Error logs can be easily distinguished by color differences. Click the red dot to jump directly to error log details.

Case Analysis process

  • When users encounter problems, contact customer service for feedback.

  • Customer service received user feedback. Record cases, sort out problems, and guide users to report Logan logs.

  • After receiving the Case, the r&d student searched the Logan log, used the Logan system to complete log screening, time positioning, timeline and other functions, analyzed the log, and then restored the Case “scene”.

  • Finally, combined with the code to locate the problem, repair the problem, solve the Case.

Location problem

Combined with user information, search user logs through Logan front-end system. Open the log details, first use the time locating function, quickly jump to the log when the problem occurs, combined with the log context, can get the App running situation at that time, roughly infer the cause of the problem. Then use Log filtering to find the key logs and troubleshoot each possible problem. Finally, combine the code to locate the problem.

Of course, in practice the problem is much more complicated than that, and we have to look at the logs and look at the code repeatedly. At this time, Logan may also use advanced functions, such as the timeline. Through the timeline, abnormal logs can be quickly found. Click the icon on the timeline to jump to log details. You can view the detailed response stack and response value of the request service in the background based on Trace information in network logs.

The future planning

  • Machine learning analysis. Firstly, collect past cases and solutions, extract and analyze Case features, structure the cases and put them into the database. Then, analyze the reported logs quickly through machine learning, point out possible problems in the logs, and give suggestions for solutions.
  • Data open platform.
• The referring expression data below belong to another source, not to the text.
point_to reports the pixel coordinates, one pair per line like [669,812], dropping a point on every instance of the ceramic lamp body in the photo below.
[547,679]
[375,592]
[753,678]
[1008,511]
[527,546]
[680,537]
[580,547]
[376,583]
Business parties can obtain data through the data open platform, and then develop tools and products suitable for their own business combined with their own business characteristics.

Platform support

Platform iOS Android Web Mini Programs
Support Square root Square root Square root Square root

At present, Logan SDK has supported the above four platforms. This time, iOS and Android platforms will be open source, and other platforms will be open source in the future, please look forward to it.

Test coverage

Since Travis and Circle are not friendly enough to support the Android NDK environment, the current NDK version of Logan is 16.1.4479499 in order to be compatible with lower versions of Android devices, so we did not configure CI in Github repository. Developers can run test cases locally, with test coverage of 80% or higher.

Open source project

A logan-centric case analysis ecosystem has developed within the group. This open source content has iOS, Android client module, data analysis simple version, small program version, Web version has been on the road to open source, background system, front-end system is also in our open source plan.
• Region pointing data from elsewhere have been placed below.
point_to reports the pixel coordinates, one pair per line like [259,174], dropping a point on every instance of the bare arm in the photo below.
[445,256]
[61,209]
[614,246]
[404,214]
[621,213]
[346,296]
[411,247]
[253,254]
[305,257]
In the future, we will provide a data platform based on Logan big data, including advanced functions such as machine learning, troubleshooting log solution, and big data feature analysis.

Finally, we hope to provide a more complete integrated case analysis ecosystem, and we welcome your suggestions to build our community.

Module Open Source Processing Planning
iOS Square root
Android Square root
Web Square root
Mini Programs Square root
Back End Square root
Front End Square root

Team to introduce

Zhou Hui, project sponsor, senior mobile architect of Meituan-Dianping.

Jiang Teng is the core developer of the project.

Li Cheng, the core developer of the project.

Bai Fan, the core developer of the project.

recruitment

Dianping Mobile R&D Center, Base Shanghai, provides basic infrastructure services for most mobile terminals of Meituan Dianping Group, including network communication, mobile monitoring, push touch, dynamic engine, mobile R&D tools, etc. At the same time, the team also carries traffic distribution, UGC, content ecology, integration center and other business research and development, waiting for all heroes who are willing to focus on mobile terminal research and development. Welcome to send resume: hui.zhou#dianping.com.